At least one of the chaplains Cadge followed was sufficiently skilled to offer prayers that satisfied both her own understanding of spirituality and the religious needs of patients. But few in the hospitals understood what the chaplains’ spiritual language meant—least of all the physicians, who increasingly come from Jewish, Hindu, Muslim, and nonreligious backgrounds.

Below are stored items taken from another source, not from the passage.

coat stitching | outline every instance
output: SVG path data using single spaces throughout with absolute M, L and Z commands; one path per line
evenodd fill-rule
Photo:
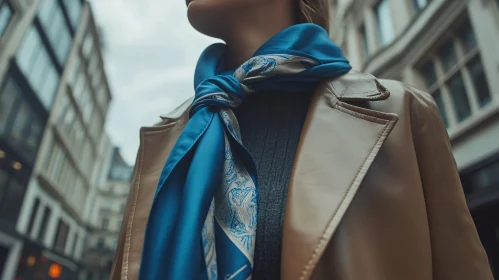
M 354 117 L 356 117 L 356 116 L 354 116 Z M 349 205 L 349 203 L 351 202 L 351 200 L 353 199 L 353 197 L 356 193 L 356 190 L 360 186 L 361 182 L 359 182 L 359 181 L 361 181 L 360 180 L 361 172 L 362 173 L 367 172 L 367 166 L 370 165 L 367 163 L 372 163 L 375 155 L 379 151 L 381 145 L 383 144 L 384 140 L 388 136 L 389 131 L 395 125 L 396 121 L 397 121 L 397 119 L 395 118 L 395 119 L 392 119 L 391 121 L 389 121 L 387 124 L 385 124 L 386 126 L 385 126 L 384 130 L 382 131 L 381 135 L 379 136 L 379 138 L 376 141 L 376 143 L 374 144 L 374 146 L 371 148 L 371 152 L 364 159 L 364 164 L 357 171 L 357 174 L 355 175 L 354 181 L 352 182 L 352 184 L 348 188 L 348 191 L 345 194 L 345 196 L 343 197 L 342 202 L 340 203 L 338 208 L 336 208 L 336 210 L 333 214 L 333 217 L 331 218 L 331 220 L 329 222 L 329 225 L 323 231 L 322 237 L 317 242 L 317 245 L 315 246 L 315 249 L 314 249 L 314 252 L 312 253 L 312 256 L 310 257 L 307 265 L 305 266 L 305 268 L 303 269 L 303 271 L 301 273 L 300 280 L 307 279 L 307 276 L 309 276 L 308 274 L 310 273 L 310 269 L 317 263 L 319 251 L 324 247 L 324 243 L 326 243 L 329 240 L 329 236 L 331 236 L 331 233 L 334 231 L 334 228 L 338 225 L 339 214 L 341 214 L 341 212 L 343 212 L 343 213 L 346 212 L 347 205 Z M 365 172 L 363 172 L 363 171 L 365 171 Z

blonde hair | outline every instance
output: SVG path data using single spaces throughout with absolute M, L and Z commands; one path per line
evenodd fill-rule
M 315 23 L 329 32 L 329 1 L 298 0 L 298 22 Z

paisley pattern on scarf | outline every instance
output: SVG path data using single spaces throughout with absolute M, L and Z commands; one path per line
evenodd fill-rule
M 217 253 L 215 251 L 215 200 L 212 200 L 206 221 L 204 222 L 201 238 L 203 241 L 203 251 L 206 261 L 206 272 L 208 279 L 218 279 L 217 273 Z
M 313 90 L 351 68 L 313 24 L 281 31 L 239 68 L 220 73 L 224 52 L 225 45 L 212 45 L 198 61 L 190 120 L 165 163 L 149 214 L 141 280 L 251 279 L 257 173 L 232 109 L 250 94 Z
M 274 75 L 297 74 L 318 64 L 317 61 L 302 56 L 273 54 L 252 57 L 239 67 L 234 77 L 239 81 L 253 82 Z

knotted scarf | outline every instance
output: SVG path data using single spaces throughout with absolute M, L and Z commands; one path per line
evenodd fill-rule
M 232 108 L 259 92 L 312 91 L 351 69 L 314 24 L 281 31 L 234 71 L 220 71 L 224 52 L 224 44 L 211 45 L 196 66 L 190 119 L 164 165 L 149 214 L 141 280 L 251 279 L 257 172 Z

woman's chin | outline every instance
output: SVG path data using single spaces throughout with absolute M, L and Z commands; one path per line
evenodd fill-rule
M 216 9 L 204 5 L 205 3 L 200 0 L 190 1 L 187 6 L 187 18 L 191 26 L 204 35 L 220 38 L 224 20 L 217 16 Z

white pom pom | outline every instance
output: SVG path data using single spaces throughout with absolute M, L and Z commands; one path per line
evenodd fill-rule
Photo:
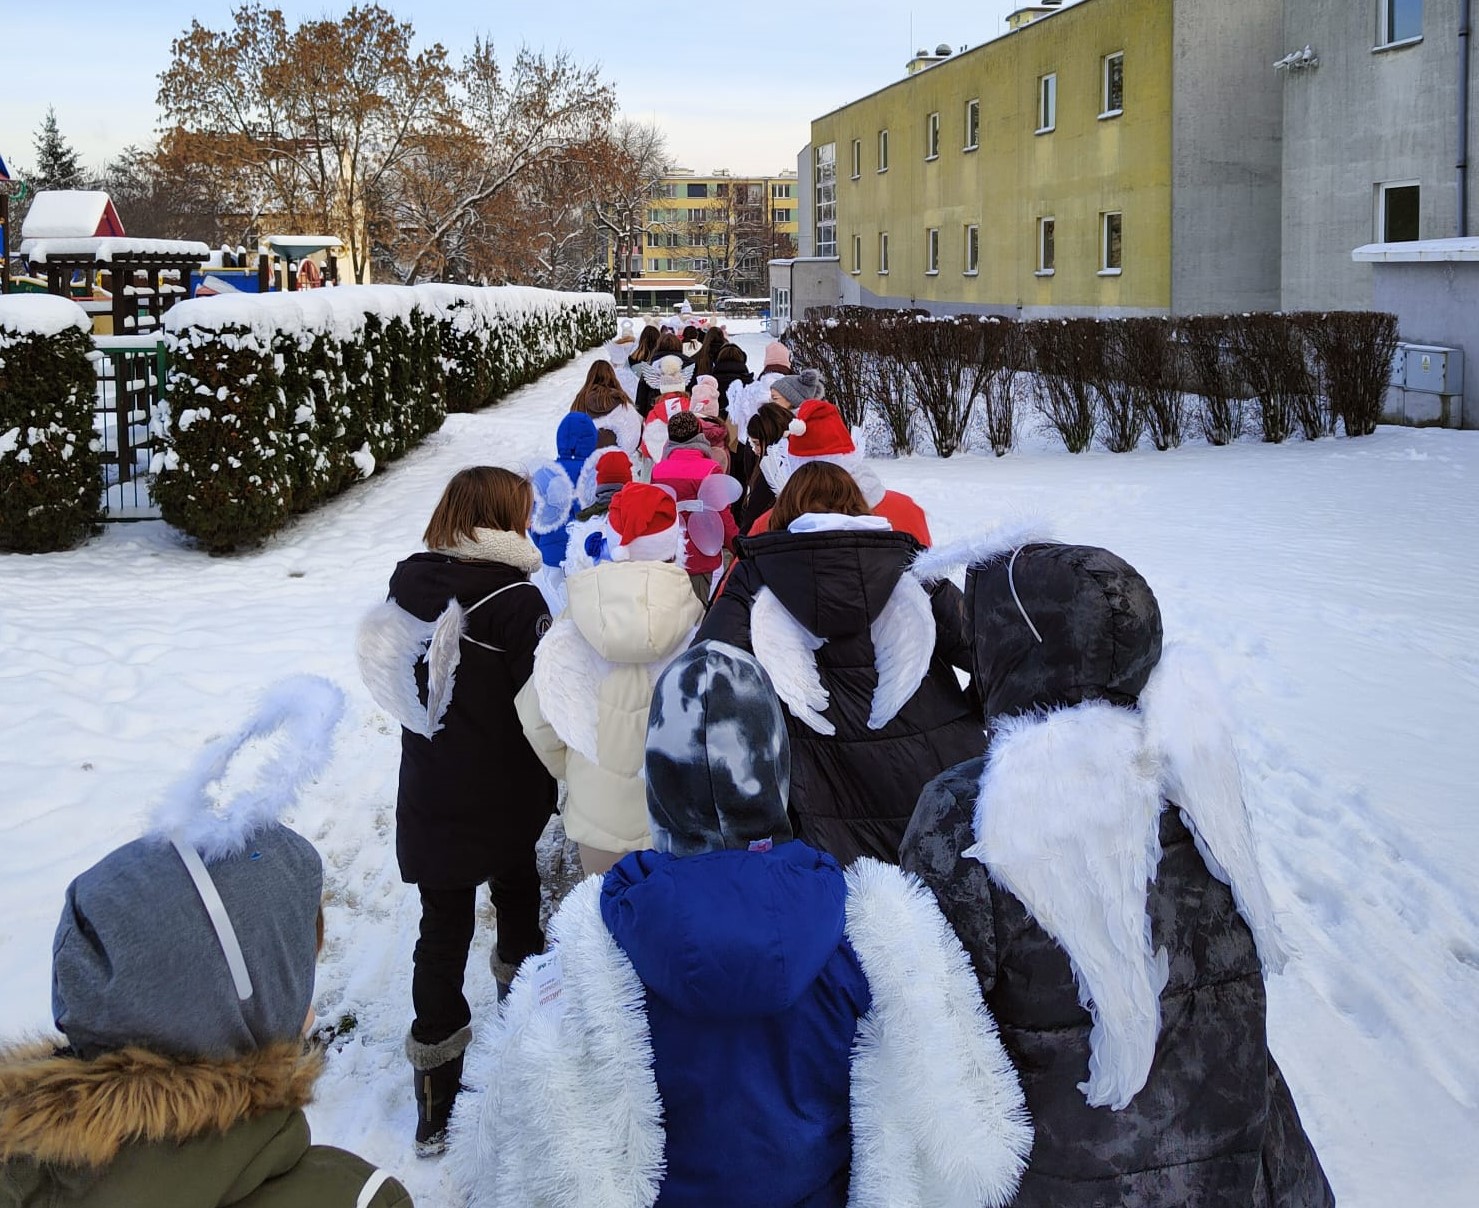
M 806 435 L 806 421 L 804 419 L 793 419 L 787 426 L 786 431 L 792 436 Z

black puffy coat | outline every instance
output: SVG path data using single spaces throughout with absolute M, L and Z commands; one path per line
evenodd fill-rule
M 767 533 L 737 544 L 741 561 L 695 640 L 754 651 L 751 611 L 763 588 L 826 639 L 816 661 L 830 695 L 825 716 L 837 733 L 818 734 L 786 713 L 796 835 L 843 864 L 864 855 L 898 863 L 920 790 L 986 743 L 978 710 L 952 670 L 969 657 L 960 592 L 949 583 L 932 591 L 929 673 L 892 721 L 870 730 L 878 685 L 870 626 L 919 545 L 893 532 Z
M 414 554 L 396 567 L 390 595 L 423 621 L 453 597 L 463 608 L 500 588 L 467 618 L 443 728 L 426 739 L 401 731 L 396 856 L 401 879 L 462 889 L 496 876 L 503 861 L 527 861 L 555 809 L 556 786 L 524 738 L 514 697 L 534 670 L 534 647 L 549 608 L 528 575 L 501 562 Z M 478 642 L 495 646 L 488 650 Z M 426 664 L 416 668 L 426 699 Z
M 1160 658 L 1154 596 L 1103 550 L 1035 546 L 972 571 L 976 688 L 988 715 L 1133 704 Z M 1024 619 L 1031 618 L 1038 641 Z M 1208 871 L 1175 808 L 1147 908 L 1169 980 L 1145 1086 L 1122 1110 L 1090 1107 L 1090 1015 L 1067 954 L 1027 908 L 962 853 L 976 839 L 985 760 L 929 784 L 901 862 L 934 891 L 975 967 L 1022 1078 L 1035 1140 L 1014 1208 L 1326 1208 L 1334 1203 L 1268 1051 L 1263 974 L 1232 893 Z
M 748 386 L 755 380 L 755 375 L 750 372 L 749 367 L 743 361 L 716 361 L 710 372 L 714 375 L 714 380 L 719 383 L 719 414 L 727 419 L 730 386 L 735 382 Z M 744 435 L 743 432 L 740 433 L 742 438 Z

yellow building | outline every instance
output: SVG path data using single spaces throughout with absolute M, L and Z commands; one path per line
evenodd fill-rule
M 634 290 L 662 307 L 763 297 L 768 262 L 795 254 L 797 192 L 794 171 L 700 176 L 674 169 L 648 200 L 642 248 L 629 265 L 640 273 Z
M 1279 116 L 1261 94 L 1280 11 L 1037 4 L 993 41 L 921 51 L 812 123 L 803 256 L 772 286 L 798 315 L 1277 307 Z

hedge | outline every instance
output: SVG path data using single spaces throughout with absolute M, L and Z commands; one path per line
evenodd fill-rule
M 67 549 L 101 519 L 91 331 L 65 298 L 0 297 L 0 549 Z
M 609 339 L 614 315 L 605 295 L 455 286 L 181 303 L 165 320 L 154 498 L 211 551 L 257 544 L 449 409 L 486 406 Z
M 974 443 L 1000 456 L 1024 407 L 1070 452 L 1097 439 L 1123 453 L 1147 435 L 1172 449 L 1194 430 L 1229 444 L 1255 413 L 1271 443 L 1337 424 L 1370 435 L 1397 320 L 1334 311 L 1024 322 L 849 306 L 809 311 L 786 339 L 844 418 L 895 454 L 949 457 Z

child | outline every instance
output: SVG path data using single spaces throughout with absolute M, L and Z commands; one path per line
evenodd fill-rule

It was in the intensive care units at City Hospital, especially the neonatal Intensive Care Unit, that Cadge perceived the presence of religion. Although the conditions attached to her research precluded her from interviewing patients or their families, she, along with nurses, sensed their need for religious care. That may be because nurses have the most sustained contact with patients and because the majority of both nurses and patients at City Hospital were Catholic and attuned to the Catholic language of prayer and ritual.
But nurses who were not Catholic also attended to religious needs. A Jewish nurse told Cadge that early in her time in the NICU she had learned the rule, “If a baby is dying, . . . you have to baptize the baby.” A respiratory therapist explained further that this is a default rule that applies when the staff doesn’t know the family’s intentions. “We do it by sprinkling water on the child’s head and saying a short prayer. If [it turns out that the family] didn’t want it, we don’t have to mention it.”
In the penultimate chapter, “Managing Death,” Cadge explains that chaplains are put to work when the physicians have done their best, only to see their patients die. An Overbrook chaplain was called whenever a patient passed away—three times a day on average. Chaplains help families deal with death: naming it, conducting last rites, seeing to the preparation of the body, and working with the morgue. The chaplains saw sacredness in the limits of life and willingly took on responsibility for what the hospitals defined as failure and indisputably a matter for religious workers. Nevertheless Cadge found the understanding that chaplains are uniquely qualified to deal with death served to undercut a broader understanding of spiritual care—the promotion of wholeness and healing—that their professional interest calls for.
Cadge is not recommending a return to an old-fashioned sectarian religious presence in hospitals, let alone a specifically Christian presence. A prolific and influential scholar in the sociology of religion and a professor at Brandeis University, she has made significant contributions to the understanding of LGBTQ-friendly churches and Buddhist temples. Indeed, this book begins with a vignette that signals her ease with Theravada Buddhist ritual. She is a sought-after speaker at chaplains’ professional meetings and does not reject their attempt to define their purview as broader than conventional religion. But she challenges chaplains to be more systematic in defining and communicating what they mean by spirituality and not to take for granted the meaning that spirituality may have for the populations they serve or the other professionals with whom they work.